Live long enough, though, and you will see reality do all kinds of things it wasn't supposed to do. Time bends, light is subject to gravity, and now and then, we really are about to lose the bedrock of our happy little lives, one piece of it at a time.

For all of those years of my childhood it was Christmas that was constant under attack of not coming and needing to be saved. Nobody seemed to realize that one day it would actually be Easter that didn't come. Or at least, the way it was supposed to.

When the Grinch grinchily stuffed all 8,000 of the Who's little Christmas packages into his enormous bag and managed to get them all up to the top of his private mountain, he learned a lesson that we were all supposed to learn, comfortably, and from a safe distance.

I watched the animated version of the tale last year for the first time in many Christmases. The first thing I realized was that the Whos were a seriously consumerist bunch of little buggers who did in fact purchase everything you could imagine and seemed intent on going all out. The second, of course, is the thing you remember, which was that on Christmas morning, with all of their stuff gone, without tears and recriminations, and without missing a beat, they all gathered in the town square to sing and to celebrate the day, presents or no.

And in the real world, last Sunday, Easter came, ready or not.

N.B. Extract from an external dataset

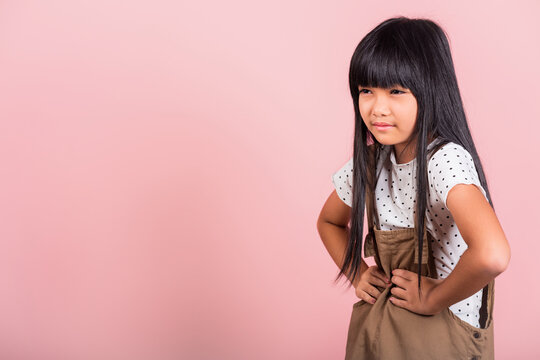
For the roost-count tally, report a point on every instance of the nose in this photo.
(380, 107)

Those of us who are used to gathering in churches managed to find community in front of our computers, with all of our brethren gathered in little boxes like the cable news shows had taken a large dose of steroids. Those for whom dinner is the main, or only, attraction of the day must have found virtual meetings to be similarly accommodating for their families. We had dinner with some of ours that way. Otherwise it would have just been the two of us and our cat.

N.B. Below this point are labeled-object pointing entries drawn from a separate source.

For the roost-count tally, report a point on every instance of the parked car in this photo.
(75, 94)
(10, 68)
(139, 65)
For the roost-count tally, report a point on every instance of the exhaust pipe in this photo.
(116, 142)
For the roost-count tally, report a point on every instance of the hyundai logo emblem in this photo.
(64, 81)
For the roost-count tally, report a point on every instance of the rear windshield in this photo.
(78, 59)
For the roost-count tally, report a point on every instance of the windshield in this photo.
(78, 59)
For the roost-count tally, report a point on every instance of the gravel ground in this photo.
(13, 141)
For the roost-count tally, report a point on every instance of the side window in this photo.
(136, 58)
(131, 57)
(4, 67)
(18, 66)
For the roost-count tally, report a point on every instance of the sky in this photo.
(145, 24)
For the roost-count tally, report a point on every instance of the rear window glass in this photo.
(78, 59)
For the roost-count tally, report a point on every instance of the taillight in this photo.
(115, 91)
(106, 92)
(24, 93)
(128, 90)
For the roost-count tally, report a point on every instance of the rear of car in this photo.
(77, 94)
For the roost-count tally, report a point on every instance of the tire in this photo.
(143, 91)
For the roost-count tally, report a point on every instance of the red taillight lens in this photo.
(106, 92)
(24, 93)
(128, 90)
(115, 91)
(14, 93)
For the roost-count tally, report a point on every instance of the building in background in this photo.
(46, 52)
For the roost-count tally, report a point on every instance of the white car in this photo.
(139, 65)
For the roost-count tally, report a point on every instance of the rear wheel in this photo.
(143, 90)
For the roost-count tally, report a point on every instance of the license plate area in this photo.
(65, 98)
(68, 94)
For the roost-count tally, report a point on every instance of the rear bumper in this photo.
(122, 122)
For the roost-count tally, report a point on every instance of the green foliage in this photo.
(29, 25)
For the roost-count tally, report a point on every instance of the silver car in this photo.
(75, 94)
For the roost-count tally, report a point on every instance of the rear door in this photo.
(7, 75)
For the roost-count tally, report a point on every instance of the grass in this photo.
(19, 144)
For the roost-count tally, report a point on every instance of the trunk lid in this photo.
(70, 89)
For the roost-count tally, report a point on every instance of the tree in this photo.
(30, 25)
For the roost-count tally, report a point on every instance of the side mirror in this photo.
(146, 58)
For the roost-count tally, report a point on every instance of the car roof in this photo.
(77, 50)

Whatever you think the message of Easter is, it comes anyway, with or without the traditions or our ability to mark the day according to our own wishes. The ability to recognize that it exists independently of our need to observe it in any particular manner is a way to achieve peace.

There are other messages I wish we would learn from our corpus of movies, books, and television endlessly recycling our collective mythology. One of the themes we could absorb is that a powerful person who values personal loyalty above service to a greater good is not a good person. Or that letting feelings of hate take charge of you never has a good outcome. The consequences of these choices are playing out in America now, writ large.

Our mythologies go much deeper if we want them to, and tell us things about death and rebirth, conflict and companionship, and all manner of secrets pointing to a life well lived. But in a society with an attention span not gauged to value these things we will let one miracle of modern technology charm us into the realization that one day, and all that it can represent, can come to us under any circumstances. It cannot be lost because it was never ours in the first place.